Country | Mutation assessment methods | Nationality | Cases | Control | Histological classification of EC | |||
---|---|---|---|---|---|---|---|---|
First author and year of publication | Positive | Negative | Positive | Negative | ||||
China | FISH | Uyghur | 22 | 67 | 1 | 67 | ESCC | |
Abudoureheman A 2018 | ||||||||
China | Niyaz M 2020 | FISH | Uyghur | 68 | 214 | 2 | 24 | ESCC (patients) |
China | Xifeng T 2020 | FISH | Han | 6 | 19 | 0 | 10 | ESCC |
Germany | Melling N 2019 | FISH | Caucasian | 110 | 269 | 0 | 129 | EAC |
Germany | Melling N 2019 | FISH | Caucasian | 46 | 237 | 0 | 56 | ESCC |
China | Niyaz M 2013 | FISH | Kazak | 22 | 40 | 0 | 10 | ESCC |
China | Niyaz M 2020 | FISH | Uyghur | 56 | 117 | 2 | 97 | ESCC (tissues) |
China | Shiping G 2002 | PCR | Han | 6 | 22 | 12 | 22 | ESCC |
China | Lei Z 2002 | PCR | Han | 71 | 91 | 153 | 204 | ESCC |
China | Shuying L 2017 | PCR | Han | 55 | 118 | 63 | 118 | ESCC |
China | Ye J 2016 | PCR | Han | 2 | 30 | 0 | 30 | ESCC |
China | Jianhui Z 2003 | PCR | Han | 136 | 173 | 96 | 136 | ESCC |
Note: PCR: Polymer Chain Reaction
Table 1: Basic characteristics of the included literatures
The results showed that the quality of 10 literatures[3,8-17] was reliable. The quality evaluation results of the included studies were shown in fig. 2.
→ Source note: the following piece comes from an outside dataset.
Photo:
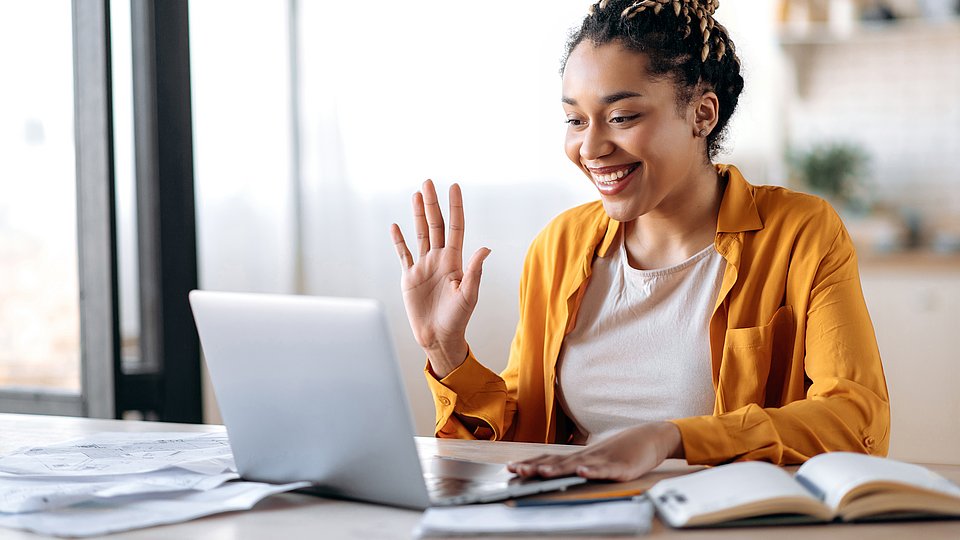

12 studies have reported the relationship between patients with EC of different races and nationalities and TP53 mutations. There was heterogeneity among the studies, so the random effects model was used for analysis, as shown in fig. 3-fig. 5. Meta-analysis results showed that the Odds Ratio (OR) value (95 % CI) of TP53 mutations in Caucasian patients with EC was 70.51 (9.77, 508.88), z=4.22, p<0.0001; the OR value (95 % CI) of TP53 mutations in Chinese Han patients with EC was 1.06 (0.63, 1.79), z=0.22, p=0.83; the OR value (95 % CI) of TP53 mutations in Chinese Uyghur patients with EC was 18.48 (4.44, 76.90), z=4.01, p<0.0001. There was no significant difference in TP53 mutations between Chinese Han patients with EC and the control group, while TP53 polymorphism in Caucasians and Chinese Uyghur patients with EC were statistically significantly different with the control group.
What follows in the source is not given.